I have worked with a lot of clients over the years, and everyone finds different things to ignite that passion for activity. I would say that it is a slim minority who find long-term results who only focus on training for looks, weight, and body composition. For everyone else, performance does more for motivation and confidence. The most trainable physical quality we have is strength. It is not uncommon for people to double or triple their strength with proper training. Furthermore, if you really train to improve this quality, body composition is very likely to improve as well.
One of the major downsides to training for looks is the subjectivity of your self-perception. Have you ever “felt fat?” This feeling doesn't only exist for folks who are obese, it is something that folks with healthy body fat levels also experience.
Our body image is incredibly fickle, and trying to set yourself up for a lifetime of success with exercise built on a foundation so volatile is a recipe for disaster for most of us.
Another advantage to training for strength is that it promotes regular progressive overload. You have to continually challenge yourself to pick up heavier weights to spur adaptation. Once again, this practice is very likely to lead to improvements in body composition. This basic tenet of exercise science is often ignored but is certainly one of the most important components of a successful exercise program.
I know it's hard to care about strength for some of you, but I'm willing to bet you will encounter moments in your life where you truly appreciate it. I have heard tons of client stories about being empowered by their newfound performance capabilities.

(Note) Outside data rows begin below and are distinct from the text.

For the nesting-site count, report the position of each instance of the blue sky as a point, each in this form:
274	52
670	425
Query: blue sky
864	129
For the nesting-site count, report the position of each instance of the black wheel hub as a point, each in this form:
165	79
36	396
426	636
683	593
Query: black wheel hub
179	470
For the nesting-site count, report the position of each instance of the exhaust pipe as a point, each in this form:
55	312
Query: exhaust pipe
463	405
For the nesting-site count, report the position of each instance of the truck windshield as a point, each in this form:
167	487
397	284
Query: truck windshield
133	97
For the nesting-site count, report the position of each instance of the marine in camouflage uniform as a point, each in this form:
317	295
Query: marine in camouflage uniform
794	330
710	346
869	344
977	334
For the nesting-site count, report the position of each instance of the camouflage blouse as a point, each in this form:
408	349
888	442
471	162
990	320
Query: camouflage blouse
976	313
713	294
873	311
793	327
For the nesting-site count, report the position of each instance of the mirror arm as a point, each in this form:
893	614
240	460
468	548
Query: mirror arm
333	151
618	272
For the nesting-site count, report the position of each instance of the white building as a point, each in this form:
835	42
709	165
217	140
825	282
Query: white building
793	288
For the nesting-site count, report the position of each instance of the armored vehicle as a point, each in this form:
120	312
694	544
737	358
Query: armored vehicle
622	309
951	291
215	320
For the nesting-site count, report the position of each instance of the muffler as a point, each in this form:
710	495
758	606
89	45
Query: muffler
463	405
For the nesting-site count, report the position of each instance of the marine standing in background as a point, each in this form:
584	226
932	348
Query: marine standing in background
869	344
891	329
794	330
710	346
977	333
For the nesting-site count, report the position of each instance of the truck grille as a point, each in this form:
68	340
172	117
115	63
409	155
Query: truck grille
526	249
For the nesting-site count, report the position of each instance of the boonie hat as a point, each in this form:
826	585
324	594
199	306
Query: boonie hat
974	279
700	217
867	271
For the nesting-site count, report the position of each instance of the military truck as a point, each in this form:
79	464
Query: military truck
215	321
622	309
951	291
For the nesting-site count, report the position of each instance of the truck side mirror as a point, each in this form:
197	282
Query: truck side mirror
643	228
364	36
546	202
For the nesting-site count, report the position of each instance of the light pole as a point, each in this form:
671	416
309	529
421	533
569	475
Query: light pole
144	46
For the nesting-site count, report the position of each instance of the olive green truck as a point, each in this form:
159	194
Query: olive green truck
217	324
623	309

Often times I hear stories of things people did with their children, how they were confident enough to try something they wouldn't have otherwise tried, or simply how many things they notice in everyday life seem easy when it used to be hard.
I'll share with you the first moment I truly appreciated my increased strength. I was on the island of Capri in Italy. My grandmother, who was terminally ill, sold her house and used some of the money to take one final dream vacation. Thankfully, I was included on this wonderful journey. Beyond her illness, she also had serious arthritis problems and a fairly recent hip replacement. When we finally got to the Blue Grotto, which was the central activity around which she planned this trip, she was crushed. There was a set of what seemed to be a couple hundred stairs to get down to the boat that would take us inside. She couldn't do it and told us to go on without her.
I wouldn't accept this; I picked her up and carried her down and up those stairs so she could realize her dream. The folks waiting at the bottom even clapped for us when we made it down. She must've told that story 100 times before she died. It was one of her most memorable experiences, and one of her most proud moments as a grandmother.
If I had never started trying to improve my strength, I would not have had the confidence to even attempt this, let alone the physical capacity to do so. This is the kind of thing that provides a lifetime of motivation to continue exercising. I have days where I feel like skipping my workouts too, but recalling this moment, among many others, can be very powerful for keeping consistent.
I urge you to experiment with this mindset. It may not be for you, but as stated, a ton of my clients have found a lot of joy, pride, and confidence by focusing on this aspect of their transformation rather than body composition. Sometimes viewing things through a new lens can lead to an appreciation that wasn't there initially. Now go: be strong, and be beautiful.